这是经过测试的C程序,它具有一个名为“ameba”的功能。
#include <stdio.h>
#include <strings.h>
#include <stdlib.h>
#include <time.h>
#include <unistd.h>
char * ameba(char * s1, char * s2);
int main(void) {
time_t rawtime;
struct tm * timeinfo;
time(&rawtime);
timeinfo = localtime(&rawtime);
printf("enter: %s", asctime (timeinfo));
printf("%s\n", ameba("lessqqmorepewpew", "good luck, have fun"));
time(&rawtime);
timeinfo = localtime(&rawtime);
printf("return: %s", asctime(timeinfo));
}
char * ameba(char * s1, char * s2) {
char *s;
s = (char *) malloc(128);
sleep(1);
snprintf(s, 128, "phrase1: %s, phrase2: %s", s1, s2);
return s;
}
去代码
package main
import (
"bytes"
"encoding/binary"
"fmt"
"os"
"os/signal"
"time"
bpf "github.com/iovisor/gobpf/bcc"
)
const source string = `
#include <uapi/linux/ptrace.h>
#include <linux/sched.h>
struct val_t {
u32 pid;
char comm[TASK_COMM_LEN];
u64 ts;
};
struct data_t {
u32 pid;
char comm[TASK_COMM_LEN];
u64 delta;
};
BPF_HASH(start, u32, struct val_t);
BPF_PERF_OUTPUT(ameba_events);
int do_entry(struct pt_regs *ctx) {
if (!PT_REGS_PARM1(ctx))
return 0;
struct val_t val = {};
u32 pid = bpf_get_current_pid_tgid();
if (bpf_get_current_comm(&val.comm, sizeof(val.comm)) == 0) {
val.pid = bpf_get_current_pid_tgid();
val.ts = bpf_ktime_get_ns();
start.update(&pid, &val);
}
return 0;
}
int do_return(struct pt_regs *ctx) {
struct val_t *valp;
struct data_t data = {};
u64 delta;
u32 pid = bpf_get_current_pid_tgid();
u64 tsp = bpf_ktime_get_ns();
valp = start.lookup(&pid);
if (valp == 0)
return 0; // missed start
bpf_probe_read(&data.comm, sizeof(data.comm), valp->comm);
data.pid = valp->pid;
data.delta = tsp - valp->ts;
ameba_events.perf_submit(ctx, &data, sizeof(data));
start.delete(&pid);
return 0;
}
`
type amebaEvent struct {
Pid uint32
Comm [16]byte
Delta uint64
}
func main() {
m := bpf.NewModule(source, []string{})
defer m.Close()
amebaUprobe, err := m.LoadUprobe("do_entry")
if err != nil {
fmt.Fprintf(os.Stderr, "Failed to load do_entry: %s\n", err)
os.Exit(1)
}
amebaUretprobe, err := m.LoadUprobe("do_return")
if err != nil {
fmt.Fprintf(os.Stderr, "Failed to load do_return: %s\n", err)
os.Exit(1)
}
err = m.AttachUprobe("/tmp/sandbox/ameba", "ameba", amebaUprobe, -1)
if err != nil {
fmt.Fprintf(os.Stderr, "Failed to attach do_entry uprobe: %s\n", err)
os.Exit(1)
}
err = m.AttachUretprobe("/tmp/sandbox/ameba", "ameba", amebaUretprobe, -1)
if err != nil {
fmt.Fprintf(os.Stderr, "Failed to attach do_return uretprobe: %s\n", err)
os.Exit(1)
}
table := bpf.NewTable(m.TableId("ameba_events"), m)

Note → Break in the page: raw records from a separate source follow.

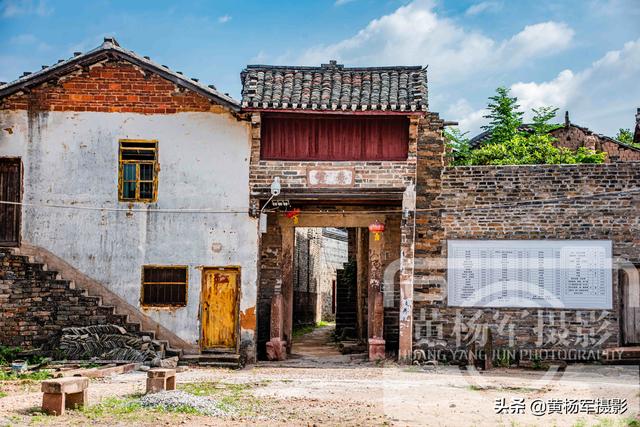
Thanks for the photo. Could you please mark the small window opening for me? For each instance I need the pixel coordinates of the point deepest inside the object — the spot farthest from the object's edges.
(163, 286)
(138, 174)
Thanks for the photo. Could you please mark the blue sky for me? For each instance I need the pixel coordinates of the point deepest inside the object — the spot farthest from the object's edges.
(580, 55)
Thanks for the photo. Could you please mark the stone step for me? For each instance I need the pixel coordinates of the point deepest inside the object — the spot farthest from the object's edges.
(29, 269)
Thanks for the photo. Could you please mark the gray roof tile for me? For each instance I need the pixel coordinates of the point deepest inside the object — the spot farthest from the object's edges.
(334, 87)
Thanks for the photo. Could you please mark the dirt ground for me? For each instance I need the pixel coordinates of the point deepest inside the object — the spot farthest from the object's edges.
(325, 388)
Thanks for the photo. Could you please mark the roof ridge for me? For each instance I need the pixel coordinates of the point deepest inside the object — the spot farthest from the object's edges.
(111, 44)
(334, 66)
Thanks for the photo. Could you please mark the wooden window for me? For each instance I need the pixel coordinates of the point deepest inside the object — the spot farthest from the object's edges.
(164, 285)
(334, 137)
(138, 172)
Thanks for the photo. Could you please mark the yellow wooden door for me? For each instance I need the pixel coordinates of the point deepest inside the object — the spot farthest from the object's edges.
(219, 312)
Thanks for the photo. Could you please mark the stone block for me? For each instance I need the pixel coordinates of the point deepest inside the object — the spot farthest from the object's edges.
(376, 349)
(276, 349)
(64, 393)
(160, 379)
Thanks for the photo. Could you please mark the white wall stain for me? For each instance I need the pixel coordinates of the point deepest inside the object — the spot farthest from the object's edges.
(72, 158)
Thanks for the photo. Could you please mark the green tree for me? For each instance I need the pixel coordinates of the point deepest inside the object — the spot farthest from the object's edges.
(458, 146)
(541, 118)
(625, 136)
(504, 116)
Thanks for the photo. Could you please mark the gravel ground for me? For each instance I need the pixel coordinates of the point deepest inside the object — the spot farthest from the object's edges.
(359, 395)
(175, 399)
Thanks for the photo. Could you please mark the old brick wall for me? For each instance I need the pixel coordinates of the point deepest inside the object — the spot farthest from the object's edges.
(36, 305)
(109, 86)
(520, 202)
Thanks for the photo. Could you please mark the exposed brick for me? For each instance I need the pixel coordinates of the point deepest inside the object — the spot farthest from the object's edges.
(109, 86)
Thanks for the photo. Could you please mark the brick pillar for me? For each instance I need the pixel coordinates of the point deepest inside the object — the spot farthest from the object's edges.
(429, 244)
(636, 135)
(287, 254)
(361, 278)
(407, 236)
(375, 302)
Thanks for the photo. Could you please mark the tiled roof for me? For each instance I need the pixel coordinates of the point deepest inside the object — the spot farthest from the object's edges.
(334, 87)
(111, 49)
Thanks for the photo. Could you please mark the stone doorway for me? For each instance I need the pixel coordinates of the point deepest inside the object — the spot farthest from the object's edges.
(374, 255)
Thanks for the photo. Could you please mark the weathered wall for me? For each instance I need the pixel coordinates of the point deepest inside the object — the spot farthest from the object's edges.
(36, 305)
(520, 202)
(319, 253)
(109, 86)
(71, 158)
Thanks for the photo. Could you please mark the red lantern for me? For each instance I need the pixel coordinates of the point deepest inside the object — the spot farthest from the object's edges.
(293, 214)
(376, 228)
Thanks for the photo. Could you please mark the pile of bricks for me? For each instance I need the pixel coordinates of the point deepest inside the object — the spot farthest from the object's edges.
(37, 304)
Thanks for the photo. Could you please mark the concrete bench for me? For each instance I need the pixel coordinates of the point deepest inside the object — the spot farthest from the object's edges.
(64, 393)
(160, 379)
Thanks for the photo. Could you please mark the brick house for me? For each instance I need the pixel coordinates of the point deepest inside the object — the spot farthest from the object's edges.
(573, 136)
(134, 184)
(345, 145)
(176, 209)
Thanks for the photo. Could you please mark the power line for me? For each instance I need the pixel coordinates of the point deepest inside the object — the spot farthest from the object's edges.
(246, 210)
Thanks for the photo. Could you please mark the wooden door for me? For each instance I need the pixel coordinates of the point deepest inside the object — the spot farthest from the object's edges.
(630, 289)
(219, 307)
(10, 191)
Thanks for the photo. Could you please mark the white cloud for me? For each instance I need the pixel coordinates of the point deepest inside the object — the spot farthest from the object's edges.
(11, 8)
(469, 120)
(452, 52)
(484, 6)
(536, 41)
(23, 40)
(606, 92)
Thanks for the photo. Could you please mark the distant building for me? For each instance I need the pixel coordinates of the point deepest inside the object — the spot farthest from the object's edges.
(573, 136)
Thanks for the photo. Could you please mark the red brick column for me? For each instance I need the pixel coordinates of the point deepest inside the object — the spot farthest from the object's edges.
(375, 301)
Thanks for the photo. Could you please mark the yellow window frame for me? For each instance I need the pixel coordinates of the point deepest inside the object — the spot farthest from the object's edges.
(173, 267)
(155, 168)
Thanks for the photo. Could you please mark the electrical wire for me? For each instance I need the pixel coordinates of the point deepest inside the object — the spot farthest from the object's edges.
(333, 211)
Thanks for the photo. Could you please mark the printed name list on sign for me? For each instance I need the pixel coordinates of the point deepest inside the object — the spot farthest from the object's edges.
(574, 274)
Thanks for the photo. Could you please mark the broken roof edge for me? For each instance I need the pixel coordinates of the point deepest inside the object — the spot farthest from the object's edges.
(340, 66)
(110, 45)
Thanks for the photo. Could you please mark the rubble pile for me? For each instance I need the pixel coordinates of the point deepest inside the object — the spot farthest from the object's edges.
(108, 342)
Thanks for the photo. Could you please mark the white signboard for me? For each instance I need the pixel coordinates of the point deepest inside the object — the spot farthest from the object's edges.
(530, 273)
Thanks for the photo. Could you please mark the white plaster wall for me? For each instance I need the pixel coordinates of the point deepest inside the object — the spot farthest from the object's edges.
(72, 159)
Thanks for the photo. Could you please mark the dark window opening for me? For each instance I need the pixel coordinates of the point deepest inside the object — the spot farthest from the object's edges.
(138, 170)
(164, 285)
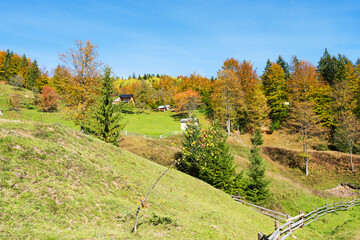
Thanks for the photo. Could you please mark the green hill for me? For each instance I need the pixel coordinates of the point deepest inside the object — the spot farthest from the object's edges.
(57, 183)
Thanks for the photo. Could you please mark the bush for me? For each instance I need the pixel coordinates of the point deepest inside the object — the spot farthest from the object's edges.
(205, 155)
(14, 102)
(48, 100)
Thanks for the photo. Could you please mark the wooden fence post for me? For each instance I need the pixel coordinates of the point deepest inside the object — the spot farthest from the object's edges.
(326, 207)
(277, 225)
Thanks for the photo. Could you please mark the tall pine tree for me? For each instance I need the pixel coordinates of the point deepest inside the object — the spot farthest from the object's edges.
(206, 156)
(257, 187)
(105, 120)
(32, 76)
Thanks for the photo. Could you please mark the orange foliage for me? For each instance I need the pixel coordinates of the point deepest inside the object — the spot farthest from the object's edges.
(48, 99)
(187, 101)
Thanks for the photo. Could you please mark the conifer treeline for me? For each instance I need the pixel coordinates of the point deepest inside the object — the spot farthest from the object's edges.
(321, 103)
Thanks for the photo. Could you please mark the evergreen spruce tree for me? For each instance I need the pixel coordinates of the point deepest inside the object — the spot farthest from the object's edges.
(257, 187)
(285, 66)
(33, 74)
(105, 120)
(206, 156)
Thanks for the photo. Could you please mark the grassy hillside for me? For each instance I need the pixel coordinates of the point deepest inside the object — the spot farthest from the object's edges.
(291, 191)
(156, 123)
(57, 183)
(147, 123)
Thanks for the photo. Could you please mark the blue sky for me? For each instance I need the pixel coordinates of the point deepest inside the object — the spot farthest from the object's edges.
(181, 37)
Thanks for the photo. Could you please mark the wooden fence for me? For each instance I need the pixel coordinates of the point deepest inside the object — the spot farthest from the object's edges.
(265, 211)
(302, 220)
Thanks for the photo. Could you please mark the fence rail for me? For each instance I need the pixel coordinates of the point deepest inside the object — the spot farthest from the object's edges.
(302, 220)
(265, 211)
(166, 135)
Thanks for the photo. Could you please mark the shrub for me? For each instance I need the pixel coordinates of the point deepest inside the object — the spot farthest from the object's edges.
(206, 155)
(48, 100)
(14, 101)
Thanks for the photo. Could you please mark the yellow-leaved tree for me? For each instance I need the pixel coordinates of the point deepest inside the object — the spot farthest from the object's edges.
(80, 87)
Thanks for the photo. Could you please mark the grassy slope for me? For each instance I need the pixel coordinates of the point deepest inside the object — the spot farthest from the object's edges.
(59, 184)
(292, 191)
(156, 123)
(148, 123)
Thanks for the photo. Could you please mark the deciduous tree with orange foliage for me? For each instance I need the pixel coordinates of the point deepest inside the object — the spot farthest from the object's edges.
(187, 101)
(81, 87)
(303, 119)
(228, 98)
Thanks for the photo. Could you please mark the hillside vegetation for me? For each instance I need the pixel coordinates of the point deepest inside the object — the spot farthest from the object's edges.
(290, 189)
(57, 183)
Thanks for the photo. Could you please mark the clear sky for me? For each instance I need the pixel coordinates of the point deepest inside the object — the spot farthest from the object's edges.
(181, 37)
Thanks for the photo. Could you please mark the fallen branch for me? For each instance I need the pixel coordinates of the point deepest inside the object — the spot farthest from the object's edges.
(141, 204)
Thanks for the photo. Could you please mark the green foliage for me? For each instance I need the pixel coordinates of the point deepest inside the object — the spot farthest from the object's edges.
(332, 69)
(68, 181)
(257, 140)
(274, 82)
(257, 189)
(32, 76)
(106, 117)
(206, 156)
(284, 65)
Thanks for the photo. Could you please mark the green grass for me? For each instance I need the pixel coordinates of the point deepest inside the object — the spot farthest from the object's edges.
(25, 114)
(60, 184)
(147, 123)
(157, 123)
(340, 225)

channel := make(chan []byte)
perfMap, err := bpf.InitPerfMap(table, channel)
if err != nil {
fmt.Fprintf(os.Stderr, "Failed to init perf map: %s\n", err)
os.Exit(1)
}
sig := make(chan os.Signal, 1)
signal.Notify(sig, os.Interrupt, os.Kill)
fmt.Printf("%10s\t%s\t%s\t%s\n", "PID", "COMMAND", "DURATION", "RAW")
go func() {
var event amebaEvent
for {
data := <-channel
err := binary.Read(bytes.NewBuffer(data), binary.LittleEndian, &event)
if err != nil {
fmt.Printf("failed to decode received data: %s\n", err)
continue
}
// Convert C string (null-terminated) to Go string
comm := string(event.Comm[:bytes.IndexByte(event.Comm[:], 0)])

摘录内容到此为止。